Anti-nuclear antibodies (ANA) are known to be associated with autoimmune diseases and most commonly with connective tissue diseases (CTD). Screening for ANA is the first step in the diagnosis of autoimmune diseases. Indirect immunofluorescence (IIF) test using Hep-2 cells is considered as the gold standard method for detection of ANA. Since the Hep-2 cell based test allows detection of antibodies to various other cellular fractions also, the term anti-nuclear antibody test has been replaced by anti-cell antibody test.1 To avoid confusion, the term ANA has been used throughout this article. IIF test, in contrast to solid phase assays also has the advantage of providing specific patterns which has clinical relevance.2 The prevalence of autoimmune diseases and hence the ANA positivity and ANA IIF patterns differ in different geographical locations.
This study aims to estimate the ANA positivity rates among patients with suspected or confirmed autoimmune diseases and also to determine the common ANA IIF patterns.
Materials and Methods
This was a retrospective observational study conducted over 18 months period from November 2018 to April 2020 at a tertiary health-care centre in Puducherry. Ethical clearance certificate was obtained from the Institutional Ethical Committee (Study no. EC/33/2020 dated August 3, 2020). A total of 235 specimens from patients with suspected or confirmed autoimmune diseases were received during the study period with a request for ANA IIF test. ANA IIF test (Hep 20-10/ primate liver, Euroimmun, Germany) was performed with 1:100 dilutions of patient serum. The data for the study such as age, gender and ANA IIF test results were retrieved from the lab information system (LIS).
The ANA positivity rate was 14.5% (34 out of 235 samples were positive). ANA was positive in 10 (13.3%) males and 24 (15%) females. The mean age of ANA positive patients were 43.4 years. The most common pattern was nucleus fine granular followed by cytoplasm fine granular and centromere. (Table 1) Few nuclear, cytoplasmic and mitosis patterns observed in our study are shown in (Figure 1).

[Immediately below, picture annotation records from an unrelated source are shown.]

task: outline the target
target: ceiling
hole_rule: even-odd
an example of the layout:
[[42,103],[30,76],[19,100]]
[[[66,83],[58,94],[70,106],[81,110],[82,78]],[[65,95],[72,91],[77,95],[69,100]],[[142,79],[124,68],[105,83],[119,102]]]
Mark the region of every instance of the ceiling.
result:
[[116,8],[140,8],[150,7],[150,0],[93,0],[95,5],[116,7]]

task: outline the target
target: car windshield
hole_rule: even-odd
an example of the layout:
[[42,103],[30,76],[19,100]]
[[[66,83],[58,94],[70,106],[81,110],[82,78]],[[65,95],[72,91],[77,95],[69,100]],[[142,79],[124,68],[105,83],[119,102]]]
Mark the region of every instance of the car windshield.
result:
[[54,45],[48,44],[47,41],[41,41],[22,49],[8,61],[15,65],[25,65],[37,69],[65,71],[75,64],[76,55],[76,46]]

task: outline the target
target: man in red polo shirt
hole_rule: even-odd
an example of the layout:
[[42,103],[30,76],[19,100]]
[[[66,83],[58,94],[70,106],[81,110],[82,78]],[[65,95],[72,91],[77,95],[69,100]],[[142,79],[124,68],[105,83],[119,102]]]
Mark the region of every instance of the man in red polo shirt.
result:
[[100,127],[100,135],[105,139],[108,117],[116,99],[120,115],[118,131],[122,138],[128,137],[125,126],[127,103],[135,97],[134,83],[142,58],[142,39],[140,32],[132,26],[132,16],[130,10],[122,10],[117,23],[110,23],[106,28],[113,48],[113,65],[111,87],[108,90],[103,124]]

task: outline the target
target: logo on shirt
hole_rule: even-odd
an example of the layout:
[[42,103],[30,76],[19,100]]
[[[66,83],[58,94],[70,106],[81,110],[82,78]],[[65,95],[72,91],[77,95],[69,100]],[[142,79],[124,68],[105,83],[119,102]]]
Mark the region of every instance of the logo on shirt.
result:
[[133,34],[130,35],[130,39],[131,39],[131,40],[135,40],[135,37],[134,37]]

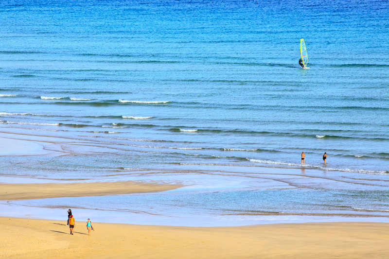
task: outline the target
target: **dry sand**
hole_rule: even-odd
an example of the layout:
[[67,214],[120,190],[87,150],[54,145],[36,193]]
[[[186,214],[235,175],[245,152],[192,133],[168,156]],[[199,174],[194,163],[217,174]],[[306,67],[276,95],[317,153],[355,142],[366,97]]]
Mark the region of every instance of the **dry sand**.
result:
[[[184,227],[0,218],[8,258],[388,258],[389,224],[278,224]],[[93,220],[93,219],[91,219]],[[86,219],[85,219],[86,220]]]
[[175,189],[179,185],[131,181],[97,183],[0,184],[0,200],[28,200],[156,192]]

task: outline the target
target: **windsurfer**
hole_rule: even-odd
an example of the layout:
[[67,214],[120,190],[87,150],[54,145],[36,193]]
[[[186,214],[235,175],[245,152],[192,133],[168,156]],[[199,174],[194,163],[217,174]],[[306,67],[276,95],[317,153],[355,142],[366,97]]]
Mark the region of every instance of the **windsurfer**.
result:
[[304,64],[302,63],[302,59],[301,59],[301,58],[299,60],[299,65],[301,66],[301,69],[304,68]]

ANA testing is commonly used for the diagnosis of autoimmune diseases. In fact, the European League Against Rheumatism (EULAR)/American College of Rheumatology (ACR) has recently recommended ANA to be used as the first criteria to classify systemic lupus erythematosis (SLE).3 Though solid phase assays for ANA like ELISA have the advantage of objective results, many studies have proven IIF test to be superior to ELISA.4, 5
In our study we found that the nucleus speckled was the commonest followed by cytoplasm fine granular and centromere. The study by Pachaiyappan V et al. in South India also found that the most common pattern was nucleus speckled.6 Where as, studies by Jacinth Angel et al. and Sebastian W et al. in South India showed that nuclear homogenous pattern was the common pattern.5, 7 Different patterns are found to be associated with specific autoimmune diseases. The reasons for varied occurrence of patterns in different geographical areas may be attributed to the varied prevallance of autoimmune diseases in that region.
This is only a pilot study aimed at determinining the ANA positivity rates in our geographical location. Since significant positivity rates (14.5%) were found, further detailed studies are needed to correlate with the clinical findings of the patient.
A significant ANA positivity rate was found in our study and a detailed clinical study has to be conducted to draw further conclusions.